Die Monorackbahn ist eine Einschienenzahnradbahn, die gezielt im Steillagen-Weinberg eingesetzt wird, um dort die Arbeit des Winzers zu erleichtern.

Bei einer Hangneigung von bis zu 75 Prozent, wie beispielsweise am steilsten Weinberg Europas in Calmont an der Mosel, kann dem Winzer ein fast senkrechter Aufstieg drohen, wenn er seine Rebstöcke pflegen will. Das bedeutet für ihn, dass Materialien und gelesene Trauben unter schwersten Bedingungen hoch und herunter gebracht werden müssen.
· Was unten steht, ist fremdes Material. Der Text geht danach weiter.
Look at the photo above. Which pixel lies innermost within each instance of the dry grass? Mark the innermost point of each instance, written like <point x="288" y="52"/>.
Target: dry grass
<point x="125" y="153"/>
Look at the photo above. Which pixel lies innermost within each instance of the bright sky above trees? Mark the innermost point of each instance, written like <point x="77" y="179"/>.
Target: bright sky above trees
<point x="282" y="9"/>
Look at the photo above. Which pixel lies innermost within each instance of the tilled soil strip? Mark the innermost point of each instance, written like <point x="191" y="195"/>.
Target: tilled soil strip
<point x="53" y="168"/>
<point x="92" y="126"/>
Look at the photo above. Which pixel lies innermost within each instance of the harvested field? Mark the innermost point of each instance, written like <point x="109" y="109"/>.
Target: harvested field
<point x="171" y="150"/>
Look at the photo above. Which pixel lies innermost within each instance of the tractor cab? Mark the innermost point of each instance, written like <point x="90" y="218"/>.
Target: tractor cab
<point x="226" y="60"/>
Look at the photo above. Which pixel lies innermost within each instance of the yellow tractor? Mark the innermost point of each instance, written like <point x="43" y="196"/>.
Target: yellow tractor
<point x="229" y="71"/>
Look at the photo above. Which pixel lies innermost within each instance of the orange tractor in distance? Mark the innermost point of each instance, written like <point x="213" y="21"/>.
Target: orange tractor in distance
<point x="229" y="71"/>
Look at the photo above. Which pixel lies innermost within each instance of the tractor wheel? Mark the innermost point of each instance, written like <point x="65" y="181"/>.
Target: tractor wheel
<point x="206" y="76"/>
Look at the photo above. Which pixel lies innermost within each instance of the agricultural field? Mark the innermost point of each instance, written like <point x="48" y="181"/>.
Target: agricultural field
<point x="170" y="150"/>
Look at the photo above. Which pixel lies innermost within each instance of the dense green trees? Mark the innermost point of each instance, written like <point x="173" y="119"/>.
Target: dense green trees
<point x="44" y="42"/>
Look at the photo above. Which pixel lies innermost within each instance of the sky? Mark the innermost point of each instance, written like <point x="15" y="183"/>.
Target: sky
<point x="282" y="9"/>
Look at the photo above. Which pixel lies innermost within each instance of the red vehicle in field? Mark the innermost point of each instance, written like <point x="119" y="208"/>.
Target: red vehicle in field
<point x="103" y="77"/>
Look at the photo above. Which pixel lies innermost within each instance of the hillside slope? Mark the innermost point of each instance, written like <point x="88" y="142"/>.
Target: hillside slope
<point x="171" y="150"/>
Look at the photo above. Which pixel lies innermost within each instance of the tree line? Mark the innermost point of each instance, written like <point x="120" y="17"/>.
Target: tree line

Mit der Einführung der Monorackbahn wurde erst Ende der 80er Jahre begonnen. Seit dieser Zeit hat man über zehntausend Meter Schienen in Steillagen montiert. Die Schienen verlaufen nicht direkt auf dem Boden, sondern in etwa einem Meter Höhe auf Stützpfosten. Bodenerosionen werden somit vermieden.

Auf dieser Einbahnschiene wird mit einer aufgeschweißten Zahnstange ein so genannter Monorack-Traktor (Motorwagen) aufgesetzt. Dieser verankert sich und fährt mit 0,7 Meter pro Sekunde Fahrgeschwindigkeit voran. Die Bahn wird sehr schmal und klein gehalten, das heißt, ein Radius von insgesamt vier Metern wird nicht überschritten. Damit kann man eine Steigung von bis zu 100 Prozent problemlos meistern. Felsvorsprünge, Kurven oder Mauern werden überwunden und sogar Gewichte von bis zu 250 Kilogramm können transportiert werden. Der Winzer kann sich selbst oder die im Weinberg benötigten Materialien befördern und spart Zeit und Kraft.

Falls Sie einmal einen Steillagen-Weinberg besuchen und die Möglichkeit haben, mit einer Monorackbahn zu fahren, werden Sie sicherlich von Technik und Natur fasziniert sein.